In fact, it only applies to situations where the wife commits adultery. The wronged husband can invoke Section 497 against his wife's sexual partner. But if the situation was reversed, and the husband had committed an infidelity with an unmarried woman, his wife has no power to move the law. He faces criminal liability if his lover is married, and her husband files a complaint.
One of India's most famous cases of marital infidelity and courtroom drama is that of navy commander KM Nanavati, who shot dead his wife Sylvia's lover , the businessman Prem Ahuja. While Nanavati faced prosecution for murder, Sylvia did not. That 1950s crime of passion was the reason India abolished the jury system. That case has inspired several Bollywood movies, the most recent being Rustom.

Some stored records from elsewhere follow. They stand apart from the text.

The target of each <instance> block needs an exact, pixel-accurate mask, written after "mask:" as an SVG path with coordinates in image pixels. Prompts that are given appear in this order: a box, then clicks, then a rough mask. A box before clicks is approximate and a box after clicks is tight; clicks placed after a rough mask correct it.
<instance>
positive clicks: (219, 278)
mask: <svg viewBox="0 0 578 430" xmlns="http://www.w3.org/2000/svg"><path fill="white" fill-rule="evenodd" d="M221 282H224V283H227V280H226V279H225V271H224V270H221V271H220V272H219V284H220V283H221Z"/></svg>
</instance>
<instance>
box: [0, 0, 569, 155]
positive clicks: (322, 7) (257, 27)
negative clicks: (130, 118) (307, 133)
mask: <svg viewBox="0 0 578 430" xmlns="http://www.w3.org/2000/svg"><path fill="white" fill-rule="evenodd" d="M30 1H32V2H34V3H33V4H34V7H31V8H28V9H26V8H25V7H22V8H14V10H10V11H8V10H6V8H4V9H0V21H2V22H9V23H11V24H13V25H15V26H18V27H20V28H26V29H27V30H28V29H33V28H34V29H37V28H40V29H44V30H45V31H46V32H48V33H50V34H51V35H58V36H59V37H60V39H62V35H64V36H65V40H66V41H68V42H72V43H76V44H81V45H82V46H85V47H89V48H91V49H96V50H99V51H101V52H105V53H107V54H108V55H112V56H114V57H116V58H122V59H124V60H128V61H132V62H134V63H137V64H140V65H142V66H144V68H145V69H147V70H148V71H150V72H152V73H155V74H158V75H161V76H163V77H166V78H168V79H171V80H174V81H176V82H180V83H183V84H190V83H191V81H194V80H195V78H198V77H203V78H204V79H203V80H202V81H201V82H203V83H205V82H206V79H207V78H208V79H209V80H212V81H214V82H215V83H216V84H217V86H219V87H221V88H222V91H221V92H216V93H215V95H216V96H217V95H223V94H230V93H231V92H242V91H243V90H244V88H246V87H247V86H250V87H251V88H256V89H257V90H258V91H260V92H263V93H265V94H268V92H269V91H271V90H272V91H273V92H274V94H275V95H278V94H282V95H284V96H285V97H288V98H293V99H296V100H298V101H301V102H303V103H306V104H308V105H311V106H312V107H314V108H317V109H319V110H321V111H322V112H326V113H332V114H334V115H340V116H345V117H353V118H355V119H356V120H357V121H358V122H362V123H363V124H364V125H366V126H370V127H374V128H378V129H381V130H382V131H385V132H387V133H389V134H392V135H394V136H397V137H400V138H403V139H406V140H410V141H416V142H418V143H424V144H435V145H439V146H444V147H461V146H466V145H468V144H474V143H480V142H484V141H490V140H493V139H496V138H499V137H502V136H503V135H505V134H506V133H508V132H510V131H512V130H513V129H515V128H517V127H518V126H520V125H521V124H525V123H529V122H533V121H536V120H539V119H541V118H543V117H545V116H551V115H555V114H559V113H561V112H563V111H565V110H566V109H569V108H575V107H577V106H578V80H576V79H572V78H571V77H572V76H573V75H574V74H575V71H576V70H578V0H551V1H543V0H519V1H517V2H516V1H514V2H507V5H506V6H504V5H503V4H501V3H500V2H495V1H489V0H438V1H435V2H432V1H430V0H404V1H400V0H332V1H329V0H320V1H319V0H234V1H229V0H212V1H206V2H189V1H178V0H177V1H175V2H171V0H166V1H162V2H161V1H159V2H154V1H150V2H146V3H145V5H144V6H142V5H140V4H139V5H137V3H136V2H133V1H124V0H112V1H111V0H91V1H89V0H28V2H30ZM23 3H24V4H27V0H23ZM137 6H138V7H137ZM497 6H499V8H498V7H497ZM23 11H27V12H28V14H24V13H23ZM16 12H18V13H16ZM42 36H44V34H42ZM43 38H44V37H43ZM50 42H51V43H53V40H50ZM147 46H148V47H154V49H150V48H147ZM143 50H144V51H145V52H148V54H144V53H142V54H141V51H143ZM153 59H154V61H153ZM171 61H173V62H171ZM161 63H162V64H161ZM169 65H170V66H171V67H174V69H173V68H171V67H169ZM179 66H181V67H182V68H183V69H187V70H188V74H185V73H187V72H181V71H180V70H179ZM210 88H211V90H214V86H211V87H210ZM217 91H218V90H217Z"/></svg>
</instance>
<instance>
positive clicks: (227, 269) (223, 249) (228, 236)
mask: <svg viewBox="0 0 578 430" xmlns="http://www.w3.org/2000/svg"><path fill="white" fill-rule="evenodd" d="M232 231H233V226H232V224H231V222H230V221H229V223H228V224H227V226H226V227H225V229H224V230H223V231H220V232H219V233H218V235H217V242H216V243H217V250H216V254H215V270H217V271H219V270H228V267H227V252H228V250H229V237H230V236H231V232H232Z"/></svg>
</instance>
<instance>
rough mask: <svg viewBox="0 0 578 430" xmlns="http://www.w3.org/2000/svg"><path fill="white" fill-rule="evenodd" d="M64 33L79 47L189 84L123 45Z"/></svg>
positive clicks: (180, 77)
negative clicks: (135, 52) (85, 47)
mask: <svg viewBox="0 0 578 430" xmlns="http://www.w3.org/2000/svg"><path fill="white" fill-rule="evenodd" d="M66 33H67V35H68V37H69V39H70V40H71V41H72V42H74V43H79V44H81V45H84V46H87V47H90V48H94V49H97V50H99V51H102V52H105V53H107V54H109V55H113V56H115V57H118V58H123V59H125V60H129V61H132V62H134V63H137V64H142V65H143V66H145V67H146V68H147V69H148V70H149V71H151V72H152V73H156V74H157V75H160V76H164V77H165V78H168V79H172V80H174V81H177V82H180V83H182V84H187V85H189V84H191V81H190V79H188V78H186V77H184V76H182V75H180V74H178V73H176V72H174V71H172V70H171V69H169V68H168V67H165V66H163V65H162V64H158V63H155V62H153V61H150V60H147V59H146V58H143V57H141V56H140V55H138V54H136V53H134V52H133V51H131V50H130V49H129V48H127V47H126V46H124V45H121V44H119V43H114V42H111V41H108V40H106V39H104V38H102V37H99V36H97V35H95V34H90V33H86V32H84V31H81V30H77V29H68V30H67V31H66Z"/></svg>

But over the years, it has been widely recognised that the law is patriarchal and discriminatory, and out of touch with contemporary society. And yet, it lingers on, in the IPC. In 1951, Yusuf Aziz challenged its constitutionality, but
Bombay High Court upheld the section, saying that the Constitution has such special legislations for women. In 1971, the Fifth Law Commission recommended changes in the provision, including making the law gender-neutral and reducing the prison term from five to two years. Those recommendations were also ignored.
In 2006, the National Commission for Women rightly recommended that adultery be decriminalised.
Perhaps the reason it has not been erased from the statute books is because there is no political will or public pressure to do so, with questions of morality enmeshed in the matter. "In my view, adultery should be treated as a civil misdemeanour, not a criminal one. We can't treat adultery as a crime," says Prof Mary E John from the Centre for Women's Development Studies.
Why should a law on marital infidelity let women off the hook, and focus solely on the male partner? In 2003, the Malimath Committee, constituted by the Union home ministry, declared that "there is no good reason for not meting out similar treatment to a wife who has sexual intercourse with a married man." So, instead of confining itself to anyone who has sex with "the wife of another man", the Malimath Committee said that Section 497 should penalise anyone who has sex with "the spouse of any other person".
But the real question is, why should men or women be treated as criminals in the eyes of the state, for their private decisions? This law offends sensibilities, says senior Supreme Court lawyer Geeta Luthra. "The rationale behind the law is unpalatable, and it should be removed. One the one hand, we have this law, and on the other we have the SC ruling that recognises the legitimacy of live-in relationships," she says.
Divorce lawyer Shilpi Jain agrees. "The adultery legislation has no relevance in today's social context. It treats a woman like a property of a man — like a cow or a car — which is unfair. The Supreme Court has recognised live-in relationships and there is a change in our social values today," she says.
In an op-ed in The Los Angeles Times, Deborah L Rhode, a professor of law at Stanford University and the author of Adultery: Infidelity and the Law, recounts a joke on how Moses came down from his mountain meeting with God and announced, "I have some good news and some bad news. The good news is that I bargained him down to only 10 commandments. The bad news is that adultery stays in."
It's time for this anachronistic and gender-biased law to go out.